It is no accident that the Achilles tendon is so named. The term for the thick sinewy tendon running down from calf to foot is a permanent reminder of its vulnerability. The Achilles heel, for those whose Greek mythology needs a little recap, derives from the legend in which Achilles’ mother, the sea nymph Thetis, dipped her baby son into the River Styx to render him invulnerable, protecting him against his many foes. He became a great hero, but was finally felled by an arrow through his heel – the spot where his mother had held him while she dipped him in the river and therefore his sole spot of vulnerability. Thus we have “Achilles’ heel” to indicate someone’s weak spot…

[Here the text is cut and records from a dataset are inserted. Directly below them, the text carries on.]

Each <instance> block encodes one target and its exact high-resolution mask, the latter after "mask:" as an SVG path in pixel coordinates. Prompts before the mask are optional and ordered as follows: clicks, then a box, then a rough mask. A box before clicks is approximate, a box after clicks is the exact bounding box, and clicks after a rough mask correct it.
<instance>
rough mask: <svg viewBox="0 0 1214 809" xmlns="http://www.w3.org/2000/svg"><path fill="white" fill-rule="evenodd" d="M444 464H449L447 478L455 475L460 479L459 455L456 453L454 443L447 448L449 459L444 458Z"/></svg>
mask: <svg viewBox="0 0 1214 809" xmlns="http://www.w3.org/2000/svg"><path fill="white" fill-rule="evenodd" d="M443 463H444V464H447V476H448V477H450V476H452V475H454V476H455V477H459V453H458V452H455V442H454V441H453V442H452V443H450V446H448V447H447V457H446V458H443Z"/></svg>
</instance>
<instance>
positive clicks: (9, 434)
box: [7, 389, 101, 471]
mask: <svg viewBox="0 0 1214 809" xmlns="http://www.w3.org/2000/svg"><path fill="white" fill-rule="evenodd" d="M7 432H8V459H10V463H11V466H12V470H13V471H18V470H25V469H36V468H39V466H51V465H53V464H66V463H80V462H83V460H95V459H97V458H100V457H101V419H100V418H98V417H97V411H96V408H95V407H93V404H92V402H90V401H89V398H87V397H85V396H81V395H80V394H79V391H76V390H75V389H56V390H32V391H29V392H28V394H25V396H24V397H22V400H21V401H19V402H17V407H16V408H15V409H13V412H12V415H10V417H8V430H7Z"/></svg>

It is, and for all athletes should be, a constant reminder to treat the Achilles with great respect. If you don’t you could gain an injury for life.
Achilles tendinopathy is a common injury in running, jumping, tennis and other racquet sports, and in team sports such as football. It has a lifetime cumulative incidence of 50% among elite endurance athletes.

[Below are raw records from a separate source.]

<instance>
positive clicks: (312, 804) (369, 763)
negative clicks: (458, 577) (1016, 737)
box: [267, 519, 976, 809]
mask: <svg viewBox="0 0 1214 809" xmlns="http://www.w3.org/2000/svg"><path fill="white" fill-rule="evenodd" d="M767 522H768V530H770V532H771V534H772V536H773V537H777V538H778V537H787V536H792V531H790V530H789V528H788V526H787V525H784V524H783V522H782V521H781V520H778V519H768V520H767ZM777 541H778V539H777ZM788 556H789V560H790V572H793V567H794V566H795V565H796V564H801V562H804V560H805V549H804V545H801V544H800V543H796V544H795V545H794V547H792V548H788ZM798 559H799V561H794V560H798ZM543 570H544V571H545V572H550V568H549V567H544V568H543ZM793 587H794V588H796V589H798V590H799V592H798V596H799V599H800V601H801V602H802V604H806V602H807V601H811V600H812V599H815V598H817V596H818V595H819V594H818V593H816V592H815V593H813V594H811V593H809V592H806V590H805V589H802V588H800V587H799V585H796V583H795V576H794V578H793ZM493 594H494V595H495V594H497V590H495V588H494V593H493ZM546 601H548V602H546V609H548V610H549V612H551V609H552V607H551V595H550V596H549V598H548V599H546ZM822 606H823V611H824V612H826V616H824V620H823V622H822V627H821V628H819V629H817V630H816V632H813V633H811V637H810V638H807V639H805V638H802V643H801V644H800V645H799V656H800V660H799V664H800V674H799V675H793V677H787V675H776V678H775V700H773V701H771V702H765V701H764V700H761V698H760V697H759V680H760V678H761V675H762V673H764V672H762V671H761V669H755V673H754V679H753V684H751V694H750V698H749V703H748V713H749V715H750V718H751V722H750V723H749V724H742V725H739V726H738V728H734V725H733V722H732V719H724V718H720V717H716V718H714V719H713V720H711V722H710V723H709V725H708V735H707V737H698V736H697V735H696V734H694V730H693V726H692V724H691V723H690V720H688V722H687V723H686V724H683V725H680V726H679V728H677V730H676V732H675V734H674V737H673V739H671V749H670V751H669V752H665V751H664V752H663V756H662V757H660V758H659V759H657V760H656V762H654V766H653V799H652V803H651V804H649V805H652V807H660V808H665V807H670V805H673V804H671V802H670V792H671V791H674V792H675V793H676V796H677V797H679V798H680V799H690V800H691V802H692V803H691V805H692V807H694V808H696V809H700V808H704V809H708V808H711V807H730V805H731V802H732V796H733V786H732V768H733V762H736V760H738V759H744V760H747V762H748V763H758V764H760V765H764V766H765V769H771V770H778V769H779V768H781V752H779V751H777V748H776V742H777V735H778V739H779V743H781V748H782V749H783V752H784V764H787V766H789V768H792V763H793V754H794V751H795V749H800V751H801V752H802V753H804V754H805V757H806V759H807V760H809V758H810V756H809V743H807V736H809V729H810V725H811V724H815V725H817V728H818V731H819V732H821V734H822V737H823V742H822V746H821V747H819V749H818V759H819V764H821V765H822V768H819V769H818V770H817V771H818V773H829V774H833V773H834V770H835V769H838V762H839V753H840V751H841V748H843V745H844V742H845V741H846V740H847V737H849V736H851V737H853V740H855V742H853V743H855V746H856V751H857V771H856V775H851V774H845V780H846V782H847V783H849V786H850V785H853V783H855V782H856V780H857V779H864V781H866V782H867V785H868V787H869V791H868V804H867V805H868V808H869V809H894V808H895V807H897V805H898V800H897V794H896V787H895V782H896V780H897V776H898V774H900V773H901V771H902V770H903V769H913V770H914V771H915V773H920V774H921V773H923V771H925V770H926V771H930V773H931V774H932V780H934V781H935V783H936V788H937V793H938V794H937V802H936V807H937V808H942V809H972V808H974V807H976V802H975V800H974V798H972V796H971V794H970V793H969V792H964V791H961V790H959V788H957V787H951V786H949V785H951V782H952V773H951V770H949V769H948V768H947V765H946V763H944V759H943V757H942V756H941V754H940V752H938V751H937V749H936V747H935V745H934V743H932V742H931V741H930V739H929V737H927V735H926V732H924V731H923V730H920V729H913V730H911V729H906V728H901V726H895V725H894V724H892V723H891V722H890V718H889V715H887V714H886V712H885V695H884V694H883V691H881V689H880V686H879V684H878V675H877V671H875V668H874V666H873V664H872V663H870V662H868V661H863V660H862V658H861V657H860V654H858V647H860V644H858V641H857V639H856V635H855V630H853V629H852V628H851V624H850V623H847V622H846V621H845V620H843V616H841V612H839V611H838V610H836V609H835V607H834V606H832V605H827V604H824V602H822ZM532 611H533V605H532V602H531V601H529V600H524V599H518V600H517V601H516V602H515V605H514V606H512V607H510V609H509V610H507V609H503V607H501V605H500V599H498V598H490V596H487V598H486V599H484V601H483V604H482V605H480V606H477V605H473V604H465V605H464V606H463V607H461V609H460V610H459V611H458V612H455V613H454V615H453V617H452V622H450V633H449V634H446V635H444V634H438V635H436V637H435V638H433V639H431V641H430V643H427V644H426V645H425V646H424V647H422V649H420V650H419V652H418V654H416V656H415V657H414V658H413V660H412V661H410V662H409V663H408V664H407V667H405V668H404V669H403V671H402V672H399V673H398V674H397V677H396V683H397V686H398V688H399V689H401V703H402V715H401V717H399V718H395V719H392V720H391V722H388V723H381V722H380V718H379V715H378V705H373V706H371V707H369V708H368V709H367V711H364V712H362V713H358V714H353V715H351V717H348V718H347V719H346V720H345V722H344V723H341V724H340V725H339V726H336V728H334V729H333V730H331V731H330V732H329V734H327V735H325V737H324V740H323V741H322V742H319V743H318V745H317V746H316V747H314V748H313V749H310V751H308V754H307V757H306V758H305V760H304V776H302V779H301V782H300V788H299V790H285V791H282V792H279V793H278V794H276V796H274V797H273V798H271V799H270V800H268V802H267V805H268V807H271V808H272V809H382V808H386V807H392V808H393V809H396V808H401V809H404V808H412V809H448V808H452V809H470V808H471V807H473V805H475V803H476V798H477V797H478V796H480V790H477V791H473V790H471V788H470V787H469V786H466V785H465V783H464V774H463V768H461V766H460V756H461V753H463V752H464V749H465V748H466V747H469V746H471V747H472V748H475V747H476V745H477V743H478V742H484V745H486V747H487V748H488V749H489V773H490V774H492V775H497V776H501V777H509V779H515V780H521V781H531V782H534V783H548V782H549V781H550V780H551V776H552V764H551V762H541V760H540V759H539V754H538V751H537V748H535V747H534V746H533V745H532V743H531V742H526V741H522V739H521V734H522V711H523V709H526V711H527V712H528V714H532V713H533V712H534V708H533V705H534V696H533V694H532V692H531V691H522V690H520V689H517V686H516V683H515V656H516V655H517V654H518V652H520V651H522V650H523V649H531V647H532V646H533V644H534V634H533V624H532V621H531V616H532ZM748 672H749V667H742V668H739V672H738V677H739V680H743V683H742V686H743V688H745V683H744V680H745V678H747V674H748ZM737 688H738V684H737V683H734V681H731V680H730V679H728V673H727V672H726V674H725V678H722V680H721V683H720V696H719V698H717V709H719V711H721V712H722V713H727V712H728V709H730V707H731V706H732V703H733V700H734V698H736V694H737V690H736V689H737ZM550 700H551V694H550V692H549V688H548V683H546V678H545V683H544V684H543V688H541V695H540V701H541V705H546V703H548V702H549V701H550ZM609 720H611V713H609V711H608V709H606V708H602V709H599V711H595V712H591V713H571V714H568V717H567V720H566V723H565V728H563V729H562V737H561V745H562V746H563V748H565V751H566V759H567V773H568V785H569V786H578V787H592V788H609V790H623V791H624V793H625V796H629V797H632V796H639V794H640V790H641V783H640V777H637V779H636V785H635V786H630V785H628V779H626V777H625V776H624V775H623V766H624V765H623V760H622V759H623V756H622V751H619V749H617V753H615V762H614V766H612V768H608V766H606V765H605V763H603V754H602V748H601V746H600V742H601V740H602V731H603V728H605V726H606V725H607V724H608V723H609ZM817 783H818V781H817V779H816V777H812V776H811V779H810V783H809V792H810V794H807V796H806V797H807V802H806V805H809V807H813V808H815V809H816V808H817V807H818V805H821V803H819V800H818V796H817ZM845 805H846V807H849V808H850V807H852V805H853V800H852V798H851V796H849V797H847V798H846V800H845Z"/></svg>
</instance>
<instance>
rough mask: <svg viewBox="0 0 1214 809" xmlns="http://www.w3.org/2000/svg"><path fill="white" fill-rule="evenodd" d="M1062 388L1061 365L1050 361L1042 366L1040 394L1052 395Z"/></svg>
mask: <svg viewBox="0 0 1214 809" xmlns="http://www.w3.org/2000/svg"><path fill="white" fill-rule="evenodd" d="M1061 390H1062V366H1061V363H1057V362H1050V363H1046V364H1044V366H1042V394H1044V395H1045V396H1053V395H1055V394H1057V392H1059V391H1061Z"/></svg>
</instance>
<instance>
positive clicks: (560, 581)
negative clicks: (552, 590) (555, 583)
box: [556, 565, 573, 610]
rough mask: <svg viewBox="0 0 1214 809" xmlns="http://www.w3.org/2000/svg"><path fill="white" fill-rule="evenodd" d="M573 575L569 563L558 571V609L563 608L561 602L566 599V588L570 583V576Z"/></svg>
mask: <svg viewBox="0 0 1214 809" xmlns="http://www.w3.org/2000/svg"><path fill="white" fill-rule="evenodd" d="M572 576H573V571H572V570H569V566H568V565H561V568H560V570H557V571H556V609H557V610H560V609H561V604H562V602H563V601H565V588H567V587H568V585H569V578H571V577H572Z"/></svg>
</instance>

Which all adds up to a lot of Achilles injury.
All the more surprising then, that it has taken a long time for sports medicine to get to grips with the true nature of tendinopathies. We have come a long way from the days when we talked in terms of swollen tendons (tendinitis) being treated with a hot pack and stretching. Yet, even though we know much more about what is going on, neither the science nor the prescriptions are as yet definitive. So the sports therapist needs to remain on top of this subject.
“While eccentric loading has a good record of ‘success’, you and your clients need to be clear: this is not a one-off rehab fix, but an exercise regime that needs to be continued for ever”

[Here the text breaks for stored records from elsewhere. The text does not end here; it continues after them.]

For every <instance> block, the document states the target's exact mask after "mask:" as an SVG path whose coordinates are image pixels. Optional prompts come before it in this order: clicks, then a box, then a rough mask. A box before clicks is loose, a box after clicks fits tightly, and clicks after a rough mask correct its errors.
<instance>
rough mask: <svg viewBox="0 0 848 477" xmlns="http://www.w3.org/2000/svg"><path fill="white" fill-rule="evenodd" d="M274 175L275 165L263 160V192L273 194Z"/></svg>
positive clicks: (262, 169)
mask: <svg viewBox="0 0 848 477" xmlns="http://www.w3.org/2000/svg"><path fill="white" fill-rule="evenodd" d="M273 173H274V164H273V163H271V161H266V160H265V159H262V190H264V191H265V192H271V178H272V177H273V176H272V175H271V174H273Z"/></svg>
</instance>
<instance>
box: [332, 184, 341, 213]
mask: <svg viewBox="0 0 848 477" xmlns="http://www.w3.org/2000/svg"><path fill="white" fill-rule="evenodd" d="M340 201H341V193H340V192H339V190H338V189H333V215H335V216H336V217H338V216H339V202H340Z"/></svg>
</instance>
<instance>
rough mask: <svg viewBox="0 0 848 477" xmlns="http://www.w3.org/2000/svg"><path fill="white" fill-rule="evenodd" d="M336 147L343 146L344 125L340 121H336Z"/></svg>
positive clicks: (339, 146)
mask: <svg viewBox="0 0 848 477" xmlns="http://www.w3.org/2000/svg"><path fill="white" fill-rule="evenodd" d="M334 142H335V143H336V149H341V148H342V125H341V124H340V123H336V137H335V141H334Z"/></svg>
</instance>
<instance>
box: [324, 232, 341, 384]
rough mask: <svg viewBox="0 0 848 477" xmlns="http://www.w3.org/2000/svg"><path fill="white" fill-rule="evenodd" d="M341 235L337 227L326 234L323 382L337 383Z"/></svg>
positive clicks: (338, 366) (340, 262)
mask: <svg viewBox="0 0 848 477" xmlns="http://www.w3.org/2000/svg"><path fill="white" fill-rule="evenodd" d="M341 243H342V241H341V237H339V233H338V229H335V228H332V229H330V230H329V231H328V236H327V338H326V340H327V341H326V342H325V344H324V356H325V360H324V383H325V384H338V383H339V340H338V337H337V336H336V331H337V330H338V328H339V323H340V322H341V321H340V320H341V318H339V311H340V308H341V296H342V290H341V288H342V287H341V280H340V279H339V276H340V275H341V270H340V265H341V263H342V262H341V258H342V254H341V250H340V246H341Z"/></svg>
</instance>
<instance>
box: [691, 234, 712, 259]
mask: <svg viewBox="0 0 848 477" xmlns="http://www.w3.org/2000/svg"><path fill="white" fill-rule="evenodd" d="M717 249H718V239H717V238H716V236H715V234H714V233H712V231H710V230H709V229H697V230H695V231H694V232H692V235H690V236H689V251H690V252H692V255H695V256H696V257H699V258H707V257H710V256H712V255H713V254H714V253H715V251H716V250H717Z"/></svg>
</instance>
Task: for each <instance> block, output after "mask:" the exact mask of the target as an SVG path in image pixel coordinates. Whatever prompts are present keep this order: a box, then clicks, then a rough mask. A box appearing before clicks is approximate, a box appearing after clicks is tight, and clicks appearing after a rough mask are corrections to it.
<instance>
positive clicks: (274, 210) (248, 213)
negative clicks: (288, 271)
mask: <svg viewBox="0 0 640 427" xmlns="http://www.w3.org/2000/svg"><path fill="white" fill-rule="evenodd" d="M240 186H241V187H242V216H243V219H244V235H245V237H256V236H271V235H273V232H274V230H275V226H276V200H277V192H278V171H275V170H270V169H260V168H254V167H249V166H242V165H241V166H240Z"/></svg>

There are two good reasons why an Achilles tendinopathy is no short-term injury:
* it is adaptive changes within the tendon — new collagen growth and blood vessel invasion – that cause the pain, so by the time the athlete is aware of the problem, most of the damage has already been done;
* the damaged tissue will be functionally weaker and will remain permanently “Type 3” collagen; thus it is more susceptible to reinjury than the original Type 1 collagen fibres it replaces.
Ice v heat
Many of us reach for a hot pack as an intuitive remedy for soft-tissue pain. This is quite useful in muscle strain injuries to the lower back, acute neck problems and grumbling joint injuries. But in degenerative tendon pathology, applying heat to an area of new blood vessel growth may promote an extraordinary blood flow response in those small invading blood vessels, which may then exacerbate pain. By contrast, the application of ice to the offending area may reduce the blood flow to the microscopic vessels that are causing the pain.
Why exercise works
Eccentric exercise improves tendon pathologies by stimulating tenocytes (collagen-producing cells) within the tendon. The tenocytes respond to eccentric stress by laying down more Type 1 collagen into the healthy and non-affected tendon tissue. So the tendon tissue surrounding the degenerative ‘hot spot’ is strengthened. This is not a repair of the hot spot itself, but serves to offload pressure on it. The tenocytes seem to respond to both low-speed and high-speed eccentric loading; what matters is not the speed but the type of loading. It has even been demonstrated that concentric exercise has nowhere near the same benefits as eccentric exercise.
While eccentric loading has a good record of ‘success’, you and your clients need to be clear: this is not a one-off rehab fix, but an exercise regime that needs to be continued for ever. Evidence seems to suggest that it is the constant tensile load in eccentric exercise that stimulates the tenocyte activity and continues the whole remodelling process within the tendon. If the load is ceased, over the course of time the collagen becomes thinner and weaker.
It is common for athletes to cease their eccentric training in the off-season, believing their problem to be sorted, as they are feeling fine. But once they restart their pre-season running, the tendon pain returns with a vengeance.
The Alfredson 180 calf raise
The specific eccentric training regime often recommended for Achilles pathologies is the Alfredson ‘180 repetition’ calf-raise programme. This involves doing 3 x 15 eccentric heel drops with the knee straight, and 3 x 15 repetitions with the knee bent, repeated twice daily. It ideally involves only the eccentric component. The athlete lowers their body down on the affected leg, then places the foot of the non-affected leg on a step to raise the body back up to the starting point.
If this proves too difficult, or if both Achilles are affected, it is possible to raise back up on both legs (thereby sharing the concentric load) and coming down on a single leg (this is the ‘2 up, 1 down’ concept).
Stay strong, train hard and live longer.